Lenders compete for market share with lower differentials and cheaper mortgages

Average interest differential on new mortgages. Source: Idealista.com

Average interest differential on new mortgages. Source: Idealista.com

Keen to lend mortgages again, Spanish banks are fighting for the most creditworthy borrowers with ever cheaper mortgages, which should help stimulate demand for housing.

In the depths of the Spanish economic crisis, which was underpinned by a spectacular property bust, banks would only lend Spanish mortgages to buyers who were taking over one of their repossessed properties, and even then the rates weren’t great. Spanish lenders were being squeezed by write downs, over-exposure to real estate, and limited access to capital.

How times change. Spanish banks are desperately keen to lend to mortgage again, as can be seen from the dramatic way that differentials have plunged in the last two years.

Research by the Spanish property portal Idealista.com, based on its own Spanish mortgage business, shows that the differential Spanish lenders charge on new mortgages, the difference between the mortgage rate and the Euribor base rate, which is also the lender’s gross margin, has shrunk from an average of 2.07% in the third quarter of 2013, to 1.06% today (see chart above). So mortgage rates have come down by around 50% in two years, at least according to data provided by Idealista (who claim to get better rates than other mortgage service providers).

Banks are under pressure to increase their income from mortgage lending, at a time when the overall value of mortgage loans is still falling thanks to repayments and writedowns. That means banks are watching their mortgage loan income fall, which has sparked off a price war for market share in the new loans business.

One lender – the Dutch bank ING – has just launched the cheapest variable rate mortgage in the market, with a differential of just 0.99% above Euribor.

Not only are mortgage costs falling; property prices have also fallen dramatically since the Spanish property bubble burst in 2007, in many cases by 50% or more. So buyers using mortgage financing today get the benefit of cheaper mortgages and lower property prices, all of which might help lift the property market in Spain.

However, cheap differentials are not the whole story when it comes to working out the cost of a mortgage. Borrowers also need to look at the cost of other products that lenders try to bundle up with mortgages, such as insurance and banking services. These can sometimes bump up the cost of a mortgage substantially.



4 thoughts on “Lenders compete for market share with lower differentials and cheaper mortgages”

  1. Neil

    Are mortgages generally very portable in Spain? I have had a mortgage with Santander for nearly 10 years, and was under the impression that I can’t really shop around for a deal like we can in the UK ? False perception or reality? appreciate comments. Thanks.

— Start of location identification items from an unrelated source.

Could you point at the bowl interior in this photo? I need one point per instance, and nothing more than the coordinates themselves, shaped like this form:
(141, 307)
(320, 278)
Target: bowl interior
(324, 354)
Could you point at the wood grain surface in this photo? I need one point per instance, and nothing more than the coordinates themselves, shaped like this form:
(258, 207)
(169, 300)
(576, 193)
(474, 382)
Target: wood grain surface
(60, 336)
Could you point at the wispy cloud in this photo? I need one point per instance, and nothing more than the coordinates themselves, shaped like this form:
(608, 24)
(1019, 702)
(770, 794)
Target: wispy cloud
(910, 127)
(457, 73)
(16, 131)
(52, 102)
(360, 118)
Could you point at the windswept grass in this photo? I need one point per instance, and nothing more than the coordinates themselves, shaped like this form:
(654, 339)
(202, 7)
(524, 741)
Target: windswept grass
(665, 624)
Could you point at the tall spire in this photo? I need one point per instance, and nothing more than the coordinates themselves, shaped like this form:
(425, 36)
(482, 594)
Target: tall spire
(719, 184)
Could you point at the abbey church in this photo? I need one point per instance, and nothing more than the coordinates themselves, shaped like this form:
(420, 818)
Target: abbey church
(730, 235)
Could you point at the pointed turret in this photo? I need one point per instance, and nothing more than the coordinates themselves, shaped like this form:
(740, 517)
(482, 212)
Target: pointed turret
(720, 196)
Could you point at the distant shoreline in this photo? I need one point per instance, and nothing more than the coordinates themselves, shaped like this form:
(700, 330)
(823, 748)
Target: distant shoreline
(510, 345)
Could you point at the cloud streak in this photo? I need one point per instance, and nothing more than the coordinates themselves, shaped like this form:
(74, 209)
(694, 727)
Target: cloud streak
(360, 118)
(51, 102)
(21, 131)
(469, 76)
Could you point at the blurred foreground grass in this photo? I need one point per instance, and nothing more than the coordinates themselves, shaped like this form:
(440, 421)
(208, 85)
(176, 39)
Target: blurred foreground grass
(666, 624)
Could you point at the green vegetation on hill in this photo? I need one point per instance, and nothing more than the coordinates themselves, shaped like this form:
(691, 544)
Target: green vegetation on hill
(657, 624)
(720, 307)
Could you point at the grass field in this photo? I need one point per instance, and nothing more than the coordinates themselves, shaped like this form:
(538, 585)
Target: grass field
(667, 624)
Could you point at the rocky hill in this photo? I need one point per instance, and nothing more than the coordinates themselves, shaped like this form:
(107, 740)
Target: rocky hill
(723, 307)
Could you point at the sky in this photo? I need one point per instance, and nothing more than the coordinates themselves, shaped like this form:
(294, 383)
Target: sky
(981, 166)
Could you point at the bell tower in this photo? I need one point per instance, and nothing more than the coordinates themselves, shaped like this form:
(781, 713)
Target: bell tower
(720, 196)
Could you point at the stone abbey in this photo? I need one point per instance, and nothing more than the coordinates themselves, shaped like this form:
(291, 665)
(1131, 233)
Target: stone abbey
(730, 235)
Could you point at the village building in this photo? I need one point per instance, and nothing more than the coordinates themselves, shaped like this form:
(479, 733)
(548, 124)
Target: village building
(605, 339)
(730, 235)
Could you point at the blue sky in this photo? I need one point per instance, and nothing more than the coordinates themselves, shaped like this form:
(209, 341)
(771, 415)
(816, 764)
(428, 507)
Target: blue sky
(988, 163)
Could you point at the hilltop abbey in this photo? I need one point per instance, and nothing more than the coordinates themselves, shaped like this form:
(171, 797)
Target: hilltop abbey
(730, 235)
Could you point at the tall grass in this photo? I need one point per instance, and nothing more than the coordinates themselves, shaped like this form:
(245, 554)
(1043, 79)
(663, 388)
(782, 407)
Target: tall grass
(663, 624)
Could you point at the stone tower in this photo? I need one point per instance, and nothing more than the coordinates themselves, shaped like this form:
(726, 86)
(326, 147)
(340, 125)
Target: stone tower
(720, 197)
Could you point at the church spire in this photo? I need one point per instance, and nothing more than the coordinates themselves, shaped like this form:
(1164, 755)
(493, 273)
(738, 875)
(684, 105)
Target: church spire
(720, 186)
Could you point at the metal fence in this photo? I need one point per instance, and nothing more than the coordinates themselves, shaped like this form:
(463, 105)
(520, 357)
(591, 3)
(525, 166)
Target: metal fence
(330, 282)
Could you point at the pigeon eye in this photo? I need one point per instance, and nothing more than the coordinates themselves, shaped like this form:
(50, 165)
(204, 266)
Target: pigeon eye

  2. Profile photo of Mark StücklinMark Stücklin Post Author

    Neil, the mortgage market in Spain is nothing like the UK. A mortgage here is basically for the duration. Switching costs are high, and the savings you might make take years to offset the costs of change. Spanish lenders aren’t interested in taking over someone else’s risk. It’s an uncompetitive market, which is how the lenders like it. You can shop around, but I doubt you will find a deal that makes it worth it. Please let me know if you try and find out different.

  3. Julian

    Hello Mark, what about additional borrowing? We have been with BBVA for 7 years but in that time have completely redeveloped property using only our own funds. Taking your point above about switching not being common in Spain does the same apply to remortgaging?